We are going to use all 10µL of our digest product
If the volume of dye added is “x” 

x  +  Volume of DNA  =  6x

Volume of dye needed to add to 10µL of digest product =  _______  µL

  • Prepare loading solutions for each of your samples and DNA ladder.
  • Load all of the loading solutions into separate wells in the gel (loading the DNA ladder last into a separate well on the left or right hand side of your gel).  Make sure you write down where your sample is in the gel.

Running the gel

  • Run the gel at 80V. There must be small bubbles rising from both ends of the electrophoresis chamber. Check after 5 minutes to make sure the gel is running (i.e. the dye front has moved, is relatively straight and has run the correct direction). Then allow the gel to run for the necessary amount of time (about 1 hour however, check that the dye front has almost run through the gel).

Take care with high voltage while running the gel

  • Switch off the power pack and take the gel to the illuminator. Take a photograph, print off and glue into your workbook in the space below. Annotate the photograph using the ID table you completed above, indicating bands of interest.
  • Pour away the buffer from the electrophoresis tank and rinse well with water. Rinse the gel tray and comb as well.

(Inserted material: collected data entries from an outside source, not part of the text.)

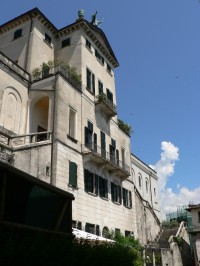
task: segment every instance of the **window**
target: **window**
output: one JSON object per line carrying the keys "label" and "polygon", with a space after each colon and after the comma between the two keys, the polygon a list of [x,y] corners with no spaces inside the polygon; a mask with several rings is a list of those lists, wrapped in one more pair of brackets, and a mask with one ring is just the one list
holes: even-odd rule
{"label": "window", "polygon": [[138,176],[138,183],[139,183],[139,188],[142,188],[142,177],[141,175]]}
{"label": "window", "polygon": [[127,208],[132,208],[132,194],[131,191],[123,188],[123,205]]}
{"label": "window", "polygon": [[113,103],[113,94],[109,89],[106,89],[108,99]]}
{"label": "window", "polygon": [[154,188],[153,191],[154,191],[154,196],[156,197],[156,189]]}
{"label": "window", "polygon": [[103,94],[103,83],[99,80],[98,81],[98,88],[99,88],[99,94]]}
{"label": "window", "polygon": [[111,73],[111,66],[107,63],[107,70]]}
{"label": "window", "polygon": [[72,227],[82,230],[82,223],[79,221],[72,221]]}
{"label": "window", "polygon": [[115,235],[119,235],[120,234],[120,229],[119,228],[115,228]]}
{"label": "window", "polygon": [[148,179],[145,180],[146,193],[149,193]]}
{"label": "window", "polygon": [[51,44],[51,37],[45,33],[45,37],[44,37],[44,40],[48,43],[48,44]]}
{"label": "window", "polygon": [[87,89],[95,94],[95,75],[87,68]]}
{"label": "window", "polygon": [[97,151],[97,134],[93,132],[93,124],[90,121],[85,127],[85,146],[94,152]]}
{"label": "window", "polygon": [[104,58],[100,55],[100,53],[95,49],[96,58],[104,65]]}
{"label": "window", "polygon": [[130,236],[130,234],[131,234],[131,231],[125,230],[125,237]]}
{"label": "window", "polygon": [[200,211],[198,212],[198,222],[200,223]]}
{"label": "window", "polygon": [[20,38],[22,36],[22,29],[18,29],[14,33],[14,40]]}
{"label": "window", "polygon": [[121,187],[111,182],[111,199],[113,202],[122,203]]}
{"label": "window", "polygon": [[108,180],[99,176],[99,196],[102,198],[108,198]]}
{"label": "window", "polygon": [[115,163],[115,151],[116,151],[116,141],[114,139],[111,139],[111,144],[110,144],[110,161],[112,163]]}
{"label": "window", "polygon": [[99,225],[96,225],[96,235],[100,236],[100,227],[99,227]]}
{"label": "window", "polygon": [[62,48],[65,46],[69,46],[70,44],[71,44],[71,39],[67,38],[67,39],[62,41]]}
{"label": "window", "polygon": [[85,191],[98,195],[98,175],[84,170]]}
{"label": "window", "polygon": [[90,234],[95,234],[95,225],[94,224],[85,224],[85,232],[90,233]]}
{"label": "window", "polygon": [[69,185],[77,187],[77,164],[69,161]]}
{"label": "window", "polygon": [[76,110],[69,108],[69,136],[76,139]]}
{"label": "window", "polygon": [[50,167],[46,166],[46,176],[50,176]]}
{"label": "window", "polygon": [[91,50],[91,42],[86,39],[85,45]]}

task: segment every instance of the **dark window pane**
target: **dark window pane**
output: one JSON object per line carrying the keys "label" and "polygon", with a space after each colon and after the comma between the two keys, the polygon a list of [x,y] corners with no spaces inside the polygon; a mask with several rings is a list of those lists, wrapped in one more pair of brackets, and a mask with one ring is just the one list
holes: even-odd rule
{"label": "dark window pane", "polygon": [[51,44],[51,37],[45,33],[45,41],[48,42],[48,44]]}
{"label": "dark window pane", "polygon": [[14,33],[14,40],[20,38],[21,36],[22,36],[22,29],[16,30]]}
{"label": "dark window pane", "polygon": [[67,39],[63,40],[62,41],[62,48],[65,47],[65,46],[69,46],[70,42],[71,42],[70,38],[67,38]]}

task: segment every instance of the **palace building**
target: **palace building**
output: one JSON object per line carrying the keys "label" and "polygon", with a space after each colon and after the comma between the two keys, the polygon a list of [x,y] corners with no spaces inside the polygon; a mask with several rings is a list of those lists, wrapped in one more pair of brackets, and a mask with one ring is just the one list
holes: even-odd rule
{"label": "palace building", "polygon": [[73,227],[160,231],[156,172],[119,124],[109,41],[80,10],[57,29],[34,8],[0,26],[0,160],[74,195]]}

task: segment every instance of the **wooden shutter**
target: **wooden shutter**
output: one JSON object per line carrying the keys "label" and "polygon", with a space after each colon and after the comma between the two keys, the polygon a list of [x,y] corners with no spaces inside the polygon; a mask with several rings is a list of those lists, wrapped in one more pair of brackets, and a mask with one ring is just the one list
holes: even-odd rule
{"label": "wooden shutter", "polygon": [[126,206],[126,190],[125,188],[122,189],[123,192],[123,205]]}
{"label": "wooden shutter", "polygon": [[103,83],[101,83],[101,81],[98,82],[99,85],[99,94],[103,94]]}
{"label": "wooden shutter", "polygon": [[103,197],[103,178],[99,176],[99,196]]}
{"label": "wooden shutter", "polygon": [[95,175],[95,194],[99,194],[99,176]]}
{"label": "wooden shutter", "polygon": [[92,74],[92,92],[95,95],[95,75]]}
{"label": "wooden shutter", "polygon": [[121,204],[122,203],[122,192],[121,192],[121,187],[120,186],[117,186],[118,187],[118,198],[119,198],[119,203]]}
{"label": "wooden shutter", "polygon": [[84,169],[84,184],[85,184],[85,191],[88,192],[88,174],[89,171]]}
{"label": "wooden shutter", "polygon": [[108,180],[104,179],[105,198],[108,198]]}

Interpreting your gelMap of the 1kb Ladder

Whenever we run a gel, we should always include a DNA “Ladder” which contains fragments of DNA of known size. This ladder serves as a reference point to indicate the size of the DNA fragments in our sample. A map of the ladder we are using in this exercise is provided in the figure to the right.

Examine the photograph of your gel and check the sizes of bands. If the EcoRI digest as successful, you should see a band at around 3kb representing the vector, and another at around 0.8kb for the insert. Of course, for the mini-preps derived from the untransformed controls, you should see no bands at all.